# Un-married couple living together



## Andyp23 (Sep 15, 2008)

I am moving to Dubai in the next few weeks with my long term girlfriend. We both have secured jobs etc and are in the process of sorting out visas. The issue is that we are not married but do plan to live together. 

While i am fully aware this is against UAE law and we will be taking this move on our own risks i wanted to see if anyone else is doing this, or has heard about people being arrested for it?

Is there anything we could do to lessen the risk of being detected?

While i don't want to get anyone in trouble for effectively asking how to break the law, any hints or real life experience in this area would certainly help. 

Many thanks


----------



## Maz25 (Jul 6, 2008)

One of my work mates actuall lives with his girlfriend and they share the apartment with another unmarried couple. It wouldn't really be an issue if you live mainly with Westerners but might be frowned upon by locals. As long as you do not give the locals any reason to call the police, then you should be fine. In all likelihood, they will assume that you are married; just go along with it - there is no need to correct them. After all, what you do not know can't really hurt you! The police are more concerned with your behaviour whilst out in public.


----------



## Pasanada (Feb 5, 2008)

Hello and welcome! 

The only advice I would give is to be discreet and careful who you tell about your marital status; the last thing you both want is for someone to "tip off" the Police.

I wouldn't support breaking the law in one's host country and would highly recommend you respect customs and sensitivities.

Good luck in your new life.


----------



## Andyp23 (Sep 15, 2008)

Thanks to you both for you response! Much appreciated. 

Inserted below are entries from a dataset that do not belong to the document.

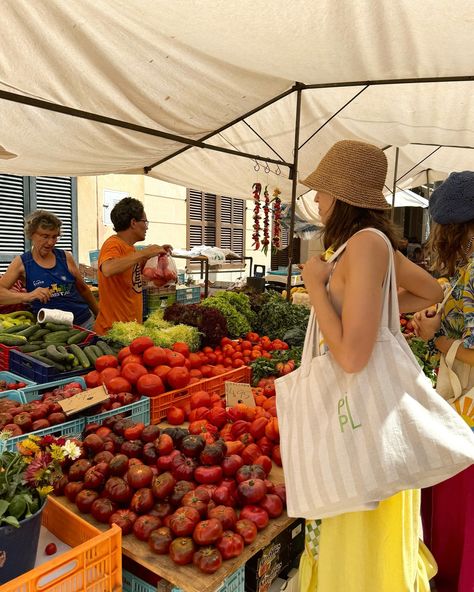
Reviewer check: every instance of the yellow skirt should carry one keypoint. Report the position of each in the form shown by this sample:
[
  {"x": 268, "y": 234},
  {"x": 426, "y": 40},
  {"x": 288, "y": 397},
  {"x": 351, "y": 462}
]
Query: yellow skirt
[{"x": 375, "y": 551}]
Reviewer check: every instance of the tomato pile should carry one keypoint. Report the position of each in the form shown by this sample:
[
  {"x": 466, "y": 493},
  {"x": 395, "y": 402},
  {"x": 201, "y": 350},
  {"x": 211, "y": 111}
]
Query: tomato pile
[
  {"x": 150, "y": 370},
  {"x": 189, "y": 495},
  {"x": 22, "y": 418}
]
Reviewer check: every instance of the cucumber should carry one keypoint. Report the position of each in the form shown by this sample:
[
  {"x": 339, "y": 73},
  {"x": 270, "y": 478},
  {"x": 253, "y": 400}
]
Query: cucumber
[
  {"x": 11, "y": 340},
  {"x": 91, "y": 354},
  {"x": 80, "y": 355},
  {"x": 57, "y": 337},
  {"x": 57, "y": 356},
  {"x": 29, "y": 331},
  {"x": 105, "y": 347},
  {"x": 17, "y": 328},
  {"x": 57, "y": 327},
  {"x": 77, "y": 338}
]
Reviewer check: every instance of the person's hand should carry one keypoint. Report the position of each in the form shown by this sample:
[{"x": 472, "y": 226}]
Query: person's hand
[
  {"x": 316, "y": 271},
  {"x": 41, "y": 294},
  {"x": 426, "y": 324}
]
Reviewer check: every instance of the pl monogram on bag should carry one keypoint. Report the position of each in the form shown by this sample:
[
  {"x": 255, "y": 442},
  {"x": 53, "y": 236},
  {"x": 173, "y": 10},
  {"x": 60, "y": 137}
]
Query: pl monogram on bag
[{"x": 349, "y": 441}]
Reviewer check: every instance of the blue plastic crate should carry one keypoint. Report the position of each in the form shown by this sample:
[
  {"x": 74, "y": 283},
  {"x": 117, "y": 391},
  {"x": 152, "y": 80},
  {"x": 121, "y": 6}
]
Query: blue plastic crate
[
  {"x": 191, "y": 295},
  {"x": 28, "y": 367},
  {"x": 33, "y": 392},
  {"x": 11, "y": 377},
  {"x": 138, "y": 411}
]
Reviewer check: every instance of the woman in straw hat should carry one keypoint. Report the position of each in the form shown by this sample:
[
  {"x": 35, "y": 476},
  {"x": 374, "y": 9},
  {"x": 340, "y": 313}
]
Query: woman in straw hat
[
  {"x": 448, "y": 508},
  {"x": 376, "y": 550}
]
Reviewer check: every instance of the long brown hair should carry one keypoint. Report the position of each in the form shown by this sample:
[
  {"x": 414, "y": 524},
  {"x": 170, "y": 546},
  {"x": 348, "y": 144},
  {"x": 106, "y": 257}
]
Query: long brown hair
[
  {"x": 345, "y": 220},
  {"x": 445, "y": 246}
]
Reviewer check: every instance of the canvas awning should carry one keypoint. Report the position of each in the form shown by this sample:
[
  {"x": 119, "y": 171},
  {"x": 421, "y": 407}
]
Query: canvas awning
[{"x": 86, "y": 85}]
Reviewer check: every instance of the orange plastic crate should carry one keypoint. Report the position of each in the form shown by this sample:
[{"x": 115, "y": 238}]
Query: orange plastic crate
[
  {"x": 179, "y": 397},
  {"x": 94, "y": 564}
]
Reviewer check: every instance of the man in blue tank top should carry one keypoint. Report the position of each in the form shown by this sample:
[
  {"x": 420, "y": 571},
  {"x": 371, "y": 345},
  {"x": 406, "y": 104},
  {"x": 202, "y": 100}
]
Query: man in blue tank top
[{"x": 50, "y": 275}]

I guess we will have to get used to reffering to each other and husband and wife! 

Andy


----------



## sara81 (Aug 21, 2008)

My friend and her bf are living together in mirdif and they have been doing so for about 2 years now with no problems. They are renting this place and the landlord is aware of the situation and doesnt mind at all. Many unmarried couples do this, as long as its not broadcast then should not be a problem!


----------



## Elphaba (Jan 24, 2008)

Whilst many people do get away with this, it is illegal. Every year numerous people are deported for this offence.

-


----------